$$\sin^{10}{x}+\cos^{10}{x}=\frac{29}{16}\cos^4{2x}$$
I had found the answer as $4x = \dfrac{\pi}{2} + n\pi \implies x = \dfrac{\pi}{8} +\dfrac{n\pi}{4}$ where $n \in \mathbb{Z} $. However, I'm not sure whether or not it seems correct.
Regards
On
The LHS can be rewritten
$$\left(\frac{1-\cos 2x}2\right)^5+\left(\frac{1+\cos 2x}2\right)^5=\frac{5\cos^42x+10\cos^22x+1}{16},$$ leading to the biquadratic equation
$$24\cos^42x-10\cos^22x-1=0.$$
There are only two real roots, $\cos 2x=\pm\dfrac1{\sqrt 2}$. The rest is easy.
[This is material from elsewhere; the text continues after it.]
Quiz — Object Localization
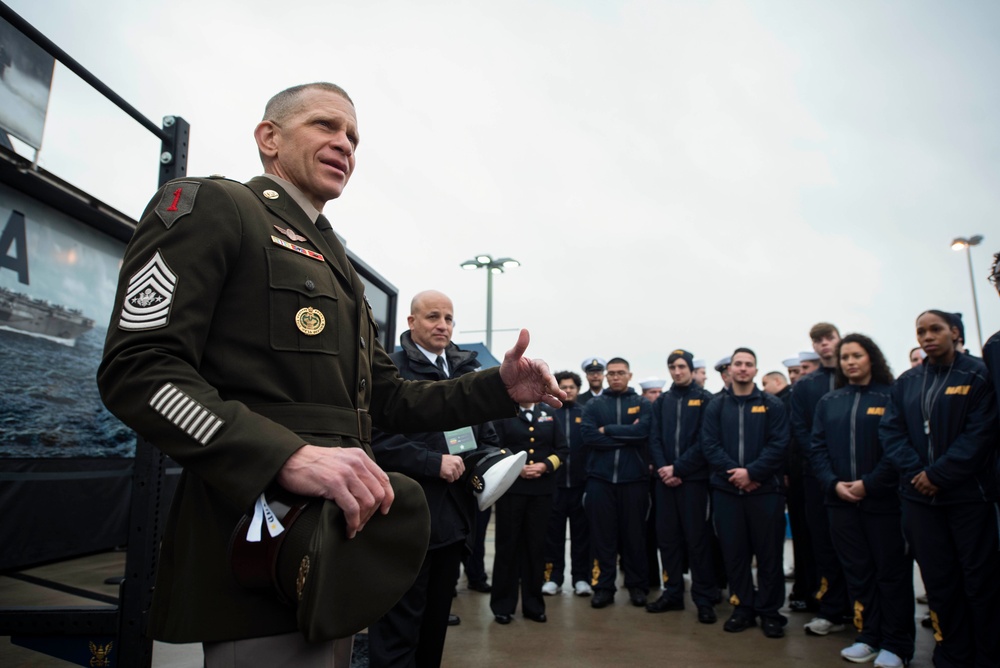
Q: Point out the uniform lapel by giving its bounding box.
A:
[246,176,352,285]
The resolution strategy was to express both members in terms of $\cos2x$ (using the double angle formula), and luckily all the odd degree terms cancel out, leaving a biquadratic equation.
On
Using $$ (a+b)^5=a^5+5a^4b+10a^3b^2+10a^2b^3+5ab^4+b^5),(a-b)^5=a^5-5a^4b+10a^3b^2-10a^2b^3+5ab^4-b^5)$$ and $$ \cos^2x=\frac{1\cos(2x)}{2},\sin^2x=\frac{1-\cos(2x)}{2}$$ one has \begin{eqnarray} \cos^{10}x+\sin^{10}x&=&\frac1{2^5}(1+\cos(2x))^5+\frac1{2^5}(1-\cos(2x))^5\\ &=&\frac{1}{16}(1+10\cos^2(2x)+5\cos^4(2x)) \end{eqnarray} and hence the equation becomes $$ 1+10\cos^2(2x)+5\cos^4(2x) = 29\cos^4(2x)$$ or $$ 24\cos^4(2x)-10\cos^2(2x)-1=0. $$ or $$ (12\cos^2(2x)+1)(2\cos^2(2x)-1)=0.$$ So $$2\cos^2(2x)-1=0$$ or $$ \cos(4x)=0$$ which gives $$4x=n\pi+\frac{\pi}{2}$$ or $$ x=\frac{n\pi}{4}+\frac{\pi}{8}, n\in\mathbb{Z}. $$
On
Using trigonometric identities: $$\begin{align}\sin^{10}{x}+\cos^{10}{x}&=\frac{29}{16}\cos^4{2x} \Rightarrow \\ (\sin^2x+\cos^2x)^5-5\sin^2x\cos ^2x(\sin^6x+\cos^6x)-10\sin^4x\cos^4x&=\frac{29}{16}\cos^4{2x}\Rightarrow\\ 1-\frac{5}{4}\sin^22x((\sin^2x+\cos^2x)^3-3\sin^2x\cos^2x)-\frac{10}{16}\sin^42x&=\frac{29}{16}\cos^4{2x}\Rightarrow\\ 1-\frac{5}{4}\sin^22x(1-\frac{3}{4}\sin^22x)-\frac{10}{16}\sin^42x&=\frac{29}{16}(1-\sin^2{2x})^2\Rightarrow\\ 16-20\sin^22x+15\sin^42x-10\sin^42x&=29-58\sin^22x+29\sin^42x\Rightarrow \\ 24\sin^42x-38\sin^22x+13&=0 \Rightarrow \\ \sin^22x\ne \frac{13}{12} \ \text{or} \ \sin^22x&=\frac 12 \Rightarrow \\ \sin 2x&=\pm \frac{1}{\sqrt{2}} \Rightarrow \\ 2x&=\frac{\pi}{4}+\frac{\pi n}{2}, n \in \mathbb{Z} \Rightarrow \\ x&=\frac{\pi}{8}+\frac{\pi n}{4}, n \in \mathbb{Z}.\end{align}$$
We need to sove that $$\sin^8x+\cos^8x-\sin^6x\cos^2x-\sin^2x\cos^4x+\sin^4x\cos^4x=\frac{29}{16}\cos^42x$$ or $$(\sin^4x+\cos^4x)^2-2\sin^4x\cos^4x-\sin^2x\cos^2x(1-2\sin^2x\cos^2x)+\sin^4x\cos^4x=\frac{29}{16}\cos^42x$$ or $$(1-2\sin^2x\cos^2x)^2-2\sin^4x\cos^4x-\sin^2x\cos^2x(1-2\sin^2x\cos^2x)+\sin^4x\cos^4x=\frac{29}{16}\cos^42x$$ or $$1-5\sin^2x\cos^2x+5\sin^4x\cos^4x=\frac{29}{16}(1-\sin^22x)^2$$ or $$1-\frac{5}{4}\sin^22x+\frac{5}{16}\sin^42x=\frac{29}{16}(1-\sin^22x)^2$$ Let $\sin^22x=t$.
Thus, $$1-\frac{5}{4}t+\frac{5}{16}t^2=\frac{29}{16}(1-t)^2$$ or $$24t^2-38t+13=0,$$ which gives $t=\frac{1}{2}$ or $$\sin^22x=\frac{1}{2}$$ or $$\cos4x=0$$ and we got your answer.